Question

The figure shows the graph of a current in a discharging circuit of a capacitor through a resistor of resistance 10 ohm:

A. The initial potential difference across the capacitor is 100V.
B. The capacitance of the capacitor is $\dfrac{1}{{10\ln 2}}$ F.
C. The total heat produced in the circuit will be $\dfrac{{500}}{{\ln 2}}$ J.
D. All of the above.

Answer 1

Hint: For solving the problem we will use the transient behaviour of the capacitor that the capacitor will have initial current and initial voltage zero after charging the capacitor will have zero current (as shown the decaying current of the graph) and maximum voltage.

Complete answer:
Let’s check each option one by one in order to mark the correct option:
A) Initial potential difference of the capacitor is 100V.Initial current of the capacitor is 10 as per graph and the resistance is 10 ohm therefore voltage will be V = I$ \times $ R. Multiplication of current and resistance will give us; 10 $ \times $ 10 =100 V.
B) Equation of current at time t is:
$i(t) = {i_0}{e^{ - \dfrac{t}{\tau }}}$ (Where i0 is the initial current t is the time and $\tau $is the time constant = RC).
i =2.5 at t = 2 from graph.

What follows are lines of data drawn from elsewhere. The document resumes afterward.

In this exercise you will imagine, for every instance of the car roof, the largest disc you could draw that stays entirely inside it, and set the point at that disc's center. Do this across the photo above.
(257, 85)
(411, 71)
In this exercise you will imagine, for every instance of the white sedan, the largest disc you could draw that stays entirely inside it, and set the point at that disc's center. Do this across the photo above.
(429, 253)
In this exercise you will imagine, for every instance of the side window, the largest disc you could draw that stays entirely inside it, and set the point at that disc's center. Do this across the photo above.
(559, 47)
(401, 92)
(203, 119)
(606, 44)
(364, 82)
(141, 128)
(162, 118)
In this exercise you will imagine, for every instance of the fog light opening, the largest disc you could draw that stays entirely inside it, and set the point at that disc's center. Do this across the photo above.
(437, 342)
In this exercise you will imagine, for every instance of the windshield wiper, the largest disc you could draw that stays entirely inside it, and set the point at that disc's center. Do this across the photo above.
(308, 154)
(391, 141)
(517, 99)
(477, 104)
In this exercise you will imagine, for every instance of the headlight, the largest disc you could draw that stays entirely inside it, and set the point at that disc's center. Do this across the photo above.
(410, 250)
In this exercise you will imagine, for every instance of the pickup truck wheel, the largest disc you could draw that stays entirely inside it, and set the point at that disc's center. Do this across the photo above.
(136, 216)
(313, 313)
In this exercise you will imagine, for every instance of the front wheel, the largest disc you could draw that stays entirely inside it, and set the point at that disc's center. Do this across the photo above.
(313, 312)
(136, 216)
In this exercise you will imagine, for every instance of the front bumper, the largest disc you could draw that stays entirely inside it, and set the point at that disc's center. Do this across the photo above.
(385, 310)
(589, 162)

Substituting the values of i and t>
$
   \Rightarrow 2.5 = 10{e^{ - \dfrac{2}{{10C}}}} \\
   \Rightarrow \dfrac{{2.5}}{{10}} = {e^{ - \dfrac{2}{{10C}}}} \\
 $
Now we will remove the exponential term from both the sides of the equation by taking natural log.
$
   \Rightarrow \ln .25 = \dfrac{{ - 2}}{{10C}} \\
   \Rightarrow - 1.3863 = \dfrac{{ - 2}}{{10C}} \\
 $ (ln.25 have value -1.3863)
$
   \Rightarrow \dfrac{2}{{13.863}} = C \\
   \Rightarrow C = 0.1443F \\
 $ (Getting value of C from this equation)

Value of $\dfrac{1}{{10\ln 2}}$is also 0.1443 F.
C) Total heat produced in the circuit means energy.
Energy of capacitor is given by $\dfrac{1}{2}C{V^2}$
$
   \Rightarrow \dfrac{1}{2} \times 0.1443 \times {(100)^2} \\
   \Rightarrow 0.5 \times 0.1443 \times 10000 \\
   \Rightarrow 721.500J \\
 $ (Substituting all the values in the Formula used:)

Value of $\dfrac{{500}}{{\ln 2}}$ J. Is also equal to 721.500J

Therefore, option D is correct.

Note:
As the capacitor shows the transient behaviour, in the similar way the inductor too shows the transient behaviour. At the initial stage the inductor has zero current value and has voltage magnitude but at steady state voltage slows down to zero and current reaches a maximum level.